Tuesday, December 23, 2008

“Merry Christmas, My Friend”

by LCpl James M Schmidt, USMC, 1986

Twas the night before Christmas, he lived all alone,

In a one bedroom house made of plaster & stone.

I had come down the chimney, with presents to give

and to see just who in this home did live.

As I looked all about, a strange sight I did see,

no tinsel, no presents, not even a tree.

No stocking by the fire, just boots filled with sand.

On the wall hung pictures of a far distant land.

With medals and badges, awards of all kind,

a sobering thought soon came to my mind.

For this house was different, unlike any I'd seen.

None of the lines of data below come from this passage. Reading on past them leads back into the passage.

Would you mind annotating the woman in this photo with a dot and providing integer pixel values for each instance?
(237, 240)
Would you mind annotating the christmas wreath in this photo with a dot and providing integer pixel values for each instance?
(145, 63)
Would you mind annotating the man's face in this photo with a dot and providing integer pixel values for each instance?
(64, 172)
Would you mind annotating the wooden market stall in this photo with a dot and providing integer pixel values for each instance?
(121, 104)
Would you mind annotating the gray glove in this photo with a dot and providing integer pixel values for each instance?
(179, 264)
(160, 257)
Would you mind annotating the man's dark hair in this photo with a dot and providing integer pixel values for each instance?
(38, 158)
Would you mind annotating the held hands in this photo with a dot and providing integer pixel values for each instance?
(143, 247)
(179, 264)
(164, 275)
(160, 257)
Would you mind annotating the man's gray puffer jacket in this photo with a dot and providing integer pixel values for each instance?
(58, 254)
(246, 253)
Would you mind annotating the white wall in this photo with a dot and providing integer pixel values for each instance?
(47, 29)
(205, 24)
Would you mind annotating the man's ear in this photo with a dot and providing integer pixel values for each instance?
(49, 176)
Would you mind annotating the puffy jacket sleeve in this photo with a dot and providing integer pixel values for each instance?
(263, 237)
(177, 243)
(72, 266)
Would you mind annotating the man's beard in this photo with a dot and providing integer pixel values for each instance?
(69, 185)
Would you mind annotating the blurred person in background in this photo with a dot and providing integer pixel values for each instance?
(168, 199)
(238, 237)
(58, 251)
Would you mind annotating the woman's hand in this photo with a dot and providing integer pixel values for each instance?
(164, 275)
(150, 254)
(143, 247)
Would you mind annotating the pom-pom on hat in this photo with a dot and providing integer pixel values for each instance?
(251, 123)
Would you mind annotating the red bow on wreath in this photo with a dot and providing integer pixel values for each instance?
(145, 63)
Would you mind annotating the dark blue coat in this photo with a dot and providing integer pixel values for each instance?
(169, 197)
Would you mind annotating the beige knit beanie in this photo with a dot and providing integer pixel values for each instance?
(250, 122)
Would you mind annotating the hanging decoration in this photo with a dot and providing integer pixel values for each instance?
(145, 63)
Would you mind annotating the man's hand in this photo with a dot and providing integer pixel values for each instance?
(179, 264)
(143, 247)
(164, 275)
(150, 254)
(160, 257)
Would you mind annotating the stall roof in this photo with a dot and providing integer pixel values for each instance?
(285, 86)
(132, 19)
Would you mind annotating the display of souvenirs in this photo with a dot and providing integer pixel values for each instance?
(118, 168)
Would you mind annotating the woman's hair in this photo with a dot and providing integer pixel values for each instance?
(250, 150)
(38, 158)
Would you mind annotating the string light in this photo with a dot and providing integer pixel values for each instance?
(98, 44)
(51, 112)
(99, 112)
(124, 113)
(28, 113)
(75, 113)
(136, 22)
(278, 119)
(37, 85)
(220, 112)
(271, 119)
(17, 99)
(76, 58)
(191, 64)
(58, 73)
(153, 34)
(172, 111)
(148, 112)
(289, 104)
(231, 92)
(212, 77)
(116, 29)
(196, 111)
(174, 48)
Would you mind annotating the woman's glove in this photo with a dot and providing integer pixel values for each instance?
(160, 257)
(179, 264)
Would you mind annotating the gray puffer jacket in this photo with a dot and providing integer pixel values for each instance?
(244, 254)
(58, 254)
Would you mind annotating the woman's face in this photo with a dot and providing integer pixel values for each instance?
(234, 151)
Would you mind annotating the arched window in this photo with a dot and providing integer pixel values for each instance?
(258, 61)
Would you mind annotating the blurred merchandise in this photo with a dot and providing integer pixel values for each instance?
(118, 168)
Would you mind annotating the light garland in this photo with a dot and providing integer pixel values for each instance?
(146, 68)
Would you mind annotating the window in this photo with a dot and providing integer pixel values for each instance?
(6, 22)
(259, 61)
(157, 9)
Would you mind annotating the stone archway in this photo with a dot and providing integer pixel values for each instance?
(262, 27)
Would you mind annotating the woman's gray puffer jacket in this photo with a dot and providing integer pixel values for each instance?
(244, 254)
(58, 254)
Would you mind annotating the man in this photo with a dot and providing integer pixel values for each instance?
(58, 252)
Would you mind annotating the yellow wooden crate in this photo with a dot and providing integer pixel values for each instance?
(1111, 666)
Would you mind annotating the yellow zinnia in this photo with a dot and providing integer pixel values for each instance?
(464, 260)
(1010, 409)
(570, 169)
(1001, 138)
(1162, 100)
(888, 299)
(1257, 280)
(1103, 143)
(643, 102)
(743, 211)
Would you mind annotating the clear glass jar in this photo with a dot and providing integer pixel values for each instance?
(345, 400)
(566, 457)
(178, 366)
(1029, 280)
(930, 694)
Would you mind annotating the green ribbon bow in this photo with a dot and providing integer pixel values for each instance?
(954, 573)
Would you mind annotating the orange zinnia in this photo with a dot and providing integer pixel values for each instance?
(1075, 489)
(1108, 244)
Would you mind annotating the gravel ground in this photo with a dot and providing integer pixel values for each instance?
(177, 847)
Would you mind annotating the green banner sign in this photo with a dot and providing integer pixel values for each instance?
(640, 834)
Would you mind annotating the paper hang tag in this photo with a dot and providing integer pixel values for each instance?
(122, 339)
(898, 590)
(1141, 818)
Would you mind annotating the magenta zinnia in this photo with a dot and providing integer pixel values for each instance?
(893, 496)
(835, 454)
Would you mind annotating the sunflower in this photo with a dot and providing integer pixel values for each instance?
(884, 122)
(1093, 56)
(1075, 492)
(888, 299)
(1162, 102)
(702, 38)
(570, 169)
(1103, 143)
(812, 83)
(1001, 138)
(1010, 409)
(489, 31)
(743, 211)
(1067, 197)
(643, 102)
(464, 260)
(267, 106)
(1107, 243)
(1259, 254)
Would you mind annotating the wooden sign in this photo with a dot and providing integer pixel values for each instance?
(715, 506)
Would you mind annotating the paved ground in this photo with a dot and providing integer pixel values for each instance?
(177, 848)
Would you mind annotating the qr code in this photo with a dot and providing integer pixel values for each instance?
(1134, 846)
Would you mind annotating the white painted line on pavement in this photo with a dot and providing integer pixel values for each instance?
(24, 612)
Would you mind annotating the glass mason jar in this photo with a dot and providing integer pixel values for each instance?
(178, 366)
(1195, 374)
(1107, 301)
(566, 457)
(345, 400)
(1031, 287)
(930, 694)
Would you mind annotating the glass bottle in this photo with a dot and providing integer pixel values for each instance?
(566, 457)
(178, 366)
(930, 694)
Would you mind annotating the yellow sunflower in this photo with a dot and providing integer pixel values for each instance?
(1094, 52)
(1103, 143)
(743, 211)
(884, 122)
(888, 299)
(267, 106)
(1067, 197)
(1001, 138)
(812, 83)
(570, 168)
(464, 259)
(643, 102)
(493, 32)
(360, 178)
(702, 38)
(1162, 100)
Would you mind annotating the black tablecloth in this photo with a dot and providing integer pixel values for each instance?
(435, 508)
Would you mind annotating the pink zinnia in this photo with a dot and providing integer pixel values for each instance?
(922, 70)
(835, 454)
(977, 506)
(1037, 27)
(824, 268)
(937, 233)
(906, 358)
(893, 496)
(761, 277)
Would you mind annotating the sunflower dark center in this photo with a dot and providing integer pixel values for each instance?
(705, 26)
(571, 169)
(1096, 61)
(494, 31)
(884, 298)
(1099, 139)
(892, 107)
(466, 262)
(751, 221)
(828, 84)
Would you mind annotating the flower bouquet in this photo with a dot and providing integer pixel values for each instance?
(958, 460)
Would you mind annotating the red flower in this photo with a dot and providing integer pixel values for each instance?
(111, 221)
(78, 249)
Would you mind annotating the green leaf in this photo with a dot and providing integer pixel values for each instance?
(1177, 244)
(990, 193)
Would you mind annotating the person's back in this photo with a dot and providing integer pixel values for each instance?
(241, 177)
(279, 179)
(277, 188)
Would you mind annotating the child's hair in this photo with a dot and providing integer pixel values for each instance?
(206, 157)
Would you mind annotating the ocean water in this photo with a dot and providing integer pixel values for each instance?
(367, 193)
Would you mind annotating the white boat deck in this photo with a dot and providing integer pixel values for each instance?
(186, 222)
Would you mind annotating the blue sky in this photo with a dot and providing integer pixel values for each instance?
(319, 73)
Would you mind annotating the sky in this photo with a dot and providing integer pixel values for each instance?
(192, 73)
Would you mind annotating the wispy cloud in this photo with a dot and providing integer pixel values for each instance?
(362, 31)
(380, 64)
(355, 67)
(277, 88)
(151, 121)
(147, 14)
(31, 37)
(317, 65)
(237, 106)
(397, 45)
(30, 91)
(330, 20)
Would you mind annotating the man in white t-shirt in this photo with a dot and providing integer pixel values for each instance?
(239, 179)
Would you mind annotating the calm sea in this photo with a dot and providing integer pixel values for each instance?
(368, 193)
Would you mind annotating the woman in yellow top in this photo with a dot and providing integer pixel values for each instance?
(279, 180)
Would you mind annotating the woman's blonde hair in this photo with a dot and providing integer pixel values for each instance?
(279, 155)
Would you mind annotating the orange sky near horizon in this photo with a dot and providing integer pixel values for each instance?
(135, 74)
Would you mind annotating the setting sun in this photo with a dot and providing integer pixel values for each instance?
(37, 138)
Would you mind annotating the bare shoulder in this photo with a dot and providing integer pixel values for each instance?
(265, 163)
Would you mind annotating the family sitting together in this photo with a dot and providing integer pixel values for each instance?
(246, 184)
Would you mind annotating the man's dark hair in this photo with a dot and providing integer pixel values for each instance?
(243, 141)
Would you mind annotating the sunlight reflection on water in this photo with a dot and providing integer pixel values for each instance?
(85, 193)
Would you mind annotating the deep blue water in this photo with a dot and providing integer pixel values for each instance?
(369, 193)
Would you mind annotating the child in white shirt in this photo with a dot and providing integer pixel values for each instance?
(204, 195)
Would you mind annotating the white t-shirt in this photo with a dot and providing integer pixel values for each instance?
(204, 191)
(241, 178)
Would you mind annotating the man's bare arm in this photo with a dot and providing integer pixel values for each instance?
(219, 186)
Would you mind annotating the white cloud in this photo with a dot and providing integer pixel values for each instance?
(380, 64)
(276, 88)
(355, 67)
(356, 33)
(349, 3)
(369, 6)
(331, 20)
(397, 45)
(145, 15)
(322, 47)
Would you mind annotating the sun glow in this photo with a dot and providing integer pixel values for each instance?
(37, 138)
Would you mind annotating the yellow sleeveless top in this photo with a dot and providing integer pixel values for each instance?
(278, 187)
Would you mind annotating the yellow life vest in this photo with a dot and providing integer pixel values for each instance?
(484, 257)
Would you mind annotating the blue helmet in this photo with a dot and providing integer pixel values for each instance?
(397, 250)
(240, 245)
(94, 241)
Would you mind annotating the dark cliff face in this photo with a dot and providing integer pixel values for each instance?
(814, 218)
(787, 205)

This was the home of a U.S. Marine.

I'd heard stories about them, I had to see more,

so I walked down the hall and pushed open the door.

And there he lay sleeping, silent, alone,

Curled up on the floor in his one-bedroom home.

He seemed so gentle, his face so serene,

Not how I pictured a U.S. Marine.

Was this the hero, of whom I’d just read?

Curled up in his poncho, a floor for his bed?

His head was clean-shaven, his weathered face tan.

I soon understood, this was more than a man.

For I realized the families that I saw that night,

owed their lives to these men, who were willing to fight.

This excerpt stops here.